A la recherche de l’espace vécu

Mais les mots du photographe disent, bien entendu, le contraire. Ses commentaires qui ornent les murs de l’exposition contredisent ses photos.
Depardon prétend photographier « l’espace public » qu’il définit, à juste titre, comme
« l’espace vécu ». Mais où est donc la vie dans ses photos ? L’espace public n’est-il pas cet espace qui ne peut exister que parce qu’il s’actualise dans l’apparition continue des gens qui agissent et parlent ensemble ?

Or, Depardon a photographié des lieux vidés de ses habitants, dont aucune atmosphère ne se dégage, dont aucune scène de vie n’anime le paysage et où aucune âme ne se dévoile. Ces lieux sont des non-lieux parce qu’aussi criardes que puissent être leurs couleurs, ces bars et autres commerces sont, en réalité, identiques et donc interchangeables.
Ces lieux ne disent absolument rien de la France, puisqu’en photographiant cette France sans visage, Depardon s’est privé de la vie quotidienne où, au sein du familier, surgissent des attitudes inattendues et des gestes insolites révélateurs de l’humeur du siècle.

Sans les vestiges qui témoignent du passé et sans la vie qui trésaille, le pouls de la France ne peut pas battre.
Pourtant, lors de son passage à l’émission de Ce soir ou jamais du lundi 4 octobre, Depardon a fini par avouer que ce qu’il trouvait beau en France, c’était une place de marché qui s’éveille au petit matin. Entièrement d’accord. Mais qu’est ce qui fait sa beauté si ce n’est cette vie qui se met en mouvement, cette vie qui est à fleur de peau, que l’on renifle à pleines narines et que l’on saisit à bras le corps ? Et dans ce formidable marché des couleurs et des odeurs, surgit sans prévenir une scène inattendue, cet « instant décisif », si cher à Cartier-Bresson, qui naît de la rencontre entre un angle de vue pertinent et une expression particulière.

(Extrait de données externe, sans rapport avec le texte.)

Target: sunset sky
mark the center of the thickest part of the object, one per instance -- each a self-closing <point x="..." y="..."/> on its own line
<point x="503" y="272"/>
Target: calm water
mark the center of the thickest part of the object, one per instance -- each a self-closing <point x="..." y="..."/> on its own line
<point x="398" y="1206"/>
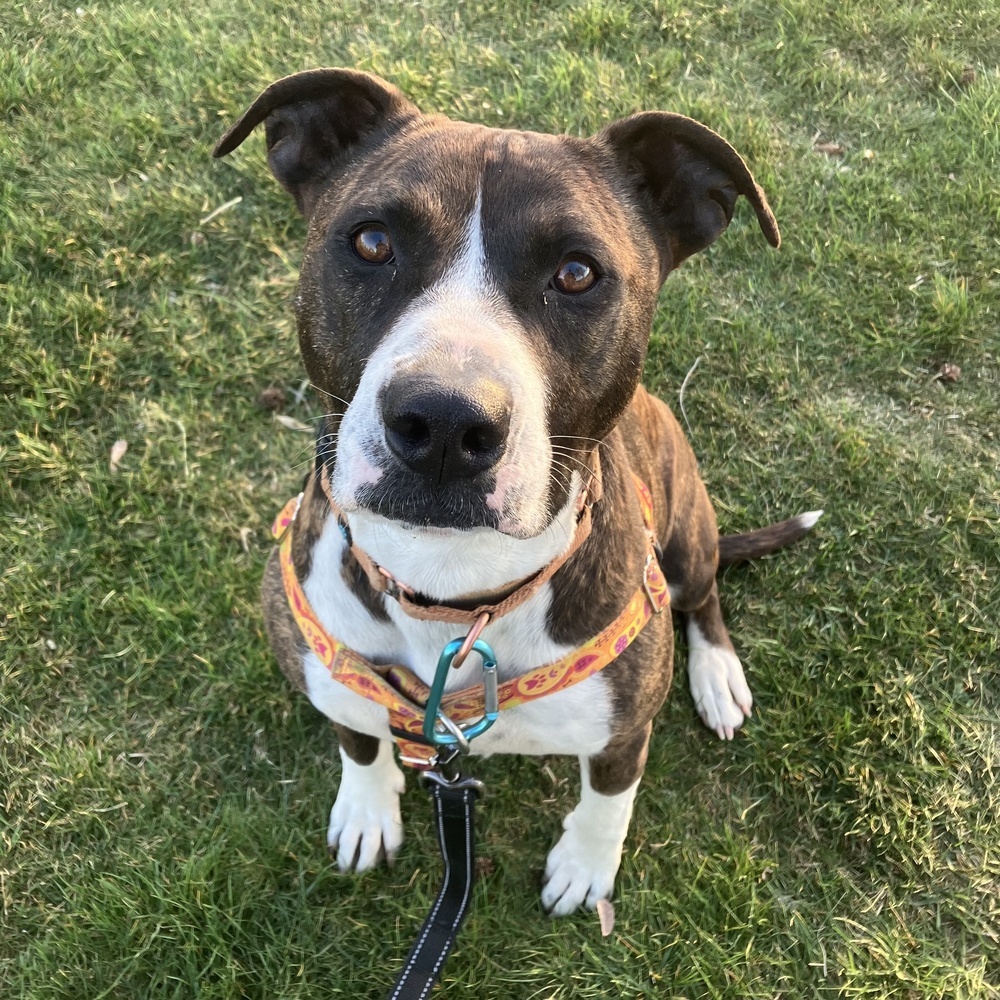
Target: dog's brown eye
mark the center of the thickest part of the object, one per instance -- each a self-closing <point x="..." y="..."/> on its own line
<point x="574" y="276"/>
<point x="372" y="243"/>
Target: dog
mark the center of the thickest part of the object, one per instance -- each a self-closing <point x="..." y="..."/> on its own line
<point x="474" y="308"/>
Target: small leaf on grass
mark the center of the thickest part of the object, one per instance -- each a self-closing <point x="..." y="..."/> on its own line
<point x="292" y="424"/>
<point x="118" y="450"/>
<point x="606" y="914"/>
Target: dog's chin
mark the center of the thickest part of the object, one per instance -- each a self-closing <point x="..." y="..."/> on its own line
<point x="443" y="511"/>
<point x="434" y="511"/>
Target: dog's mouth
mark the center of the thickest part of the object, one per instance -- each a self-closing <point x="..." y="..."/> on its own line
<point x="415" y="504"/>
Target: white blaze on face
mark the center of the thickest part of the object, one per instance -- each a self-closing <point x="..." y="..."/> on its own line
<point x="458" y="330"/>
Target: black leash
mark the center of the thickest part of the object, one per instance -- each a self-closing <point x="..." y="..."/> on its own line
<point x="454" y="816"/>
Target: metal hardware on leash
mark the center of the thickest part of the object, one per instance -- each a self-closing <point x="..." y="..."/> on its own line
<point x="438" y="727"/>
<point x="469" y="641"/>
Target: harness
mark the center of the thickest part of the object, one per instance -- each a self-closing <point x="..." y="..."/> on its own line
<point x="432" y="728"/>
<point x="407" y="698"/>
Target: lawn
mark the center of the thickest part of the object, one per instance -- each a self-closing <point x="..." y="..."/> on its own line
<point x="164" y="795"/>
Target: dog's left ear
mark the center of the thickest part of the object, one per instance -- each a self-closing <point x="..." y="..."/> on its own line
<point x="689" y="177"/>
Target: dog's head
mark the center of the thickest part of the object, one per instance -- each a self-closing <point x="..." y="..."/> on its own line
<point x="475" y="303"/>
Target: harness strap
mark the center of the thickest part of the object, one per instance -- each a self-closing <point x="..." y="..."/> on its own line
<point x="400" y="691"/>
<point x="454" y="809"/>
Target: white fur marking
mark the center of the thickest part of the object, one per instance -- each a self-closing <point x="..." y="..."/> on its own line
<point x="573" y="721"/>
<point x="809" y="518"/>
<point x="719" y="689"/>
<point x="581" y="868"/>
<point x="446" y="564"/>
<point x="365" y="820"/>
<point x="459" y="327"/>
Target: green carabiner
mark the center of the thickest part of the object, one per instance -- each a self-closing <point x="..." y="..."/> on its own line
<point x="433" y="714"/>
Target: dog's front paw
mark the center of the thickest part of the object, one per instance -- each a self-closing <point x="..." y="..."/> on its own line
<point x="719" y="689"/>
<point x="580" y="870"/>
<point x="365" y="824"/>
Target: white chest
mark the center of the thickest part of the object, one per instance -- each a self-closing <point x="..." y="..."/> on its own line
<point x="573" y="721"/>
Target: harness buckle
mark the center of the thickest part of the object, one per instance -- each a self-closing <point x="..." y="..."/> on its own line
<point x="653" y="603"/>
<point x="438" y="728"/>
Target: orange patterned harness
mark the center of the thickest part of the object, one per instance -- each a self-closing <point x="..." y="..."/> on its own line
<point x="400" y="691"/>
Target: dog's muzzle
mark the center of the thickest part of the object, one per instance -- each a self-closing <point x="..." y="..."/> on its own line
<point x="446" y="433"/>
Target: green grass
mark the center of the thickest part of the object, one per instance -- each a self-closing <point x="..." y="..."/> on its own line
<point x="164" y="796"/>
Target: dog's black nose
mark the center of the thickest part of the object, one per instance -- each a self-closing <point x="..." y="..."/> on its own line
<point x="445" y="432"/>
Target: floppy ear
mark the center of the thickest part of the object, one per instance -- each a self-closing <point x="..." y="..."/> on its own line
<point x="690" y="178"/>
<point x="311" y="121"/>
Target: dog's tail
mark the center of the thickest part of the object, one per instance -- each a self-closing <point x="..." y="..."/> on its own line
<point x="754" y="544"/>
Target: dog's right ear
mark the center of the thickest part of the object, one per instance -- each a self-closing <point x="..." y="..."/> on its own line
<point x="311" y="121"/>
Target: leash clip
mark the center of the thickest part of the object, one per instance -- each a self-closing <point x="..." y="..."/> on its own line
<point x="438" y="728"/>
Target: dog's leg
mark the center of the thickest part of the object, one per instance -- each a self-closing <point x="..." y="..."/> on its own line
<point x="690" y="559"/>
<point x="365" y="824"/>
<point x="581" y="868"/>
<point x="719" y="689"/>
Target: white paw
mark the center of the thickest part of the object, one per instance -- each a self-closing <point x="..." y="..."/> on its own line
<point x="718" y="687"/>
<point x="578" y="872"/>
<point x="581" y="868"/>
<point x="365" y="823"/>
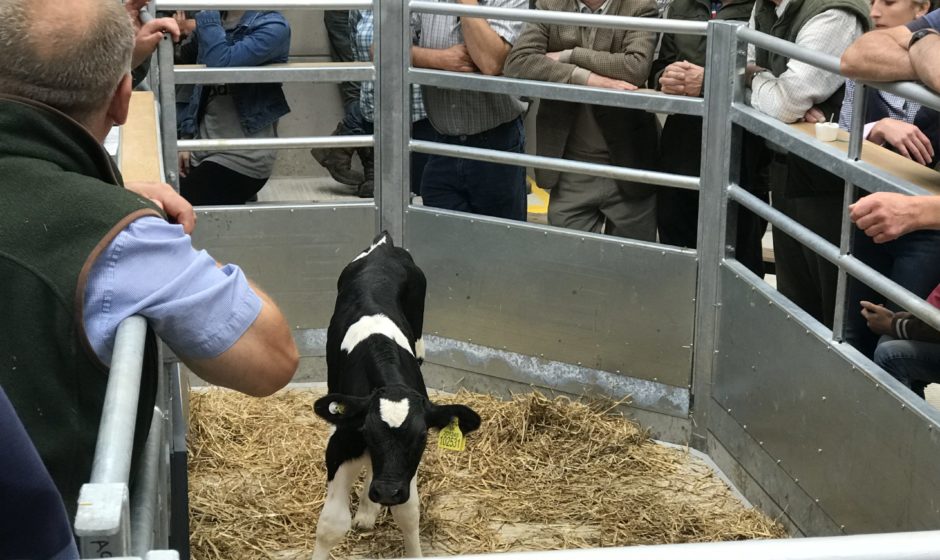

Le marché aurait pu être un lieu propice pour capter l’esprit du temps à travers « son port, son regard et son sourire » comme Baudelaire dans le Peintre de la vie moderne, lorsqu’il définit les métamorphoses de la modernité fugitive et transitoire. Or, les marchés ne font pas partie des photographies de l’exposition de Depardon et sa France est finalement dépourvue d’époque. Les photographies de Depardon ne modifient pas notre vision du monde parce qu’elles n’apprennent pas à regarder mais à identifier. Dans cette exposition, l’art de révéler fait place à l’art de divertir.

Le jeu des devinettes…

Les spectateurs ne s’attardent pas devant les photos parce qu’ils ont le sentiment qu’un instant exceptionnel a été délivré de l’écoulement du temps. Ils s’attardent pour se prêter au jeu des devinettes. Les 36 photographies en couleurs exposées sur les murs d’une grande salle rectangulaire n’ont ni titre ni date. Et cet oubli est volontaire. Même si les spectateurs ont pris le catalogue qui renseigne sur le lieu où la photo a été prise, ils jouent le jeu. Ils s’amusent à essayer de deviner dans quelle région Depardon a pris telle ou telle photo. Il faut dire que le photographe a semé des indices, qui, d’ailleurs, se ressemblent tous.
D’après les plaques d’immatriculation, les panneaux d’indication, les titres des quotidiens régionaux, les publicités pour les animations locales et le type de pierre des maisons (pour l’indice le plus subtil), les spectateurs amusés tentent d’identifier le lieu, puis vont vérifier leurs réponses dans la pièce suivante, où les planches-contacts des 36 photos indiquent le véritable endroit. Ces réponses donnent lieu à toutes sortes d’évocations : souvenirs, histoire de famille, petites anecdotes que les gens se mettent spontanément à raconter, comme s’ils ressentaient le besoin de peupler le vide devant eux. Leur récit est une façon de s’approprier ce décor où rien ne se passe.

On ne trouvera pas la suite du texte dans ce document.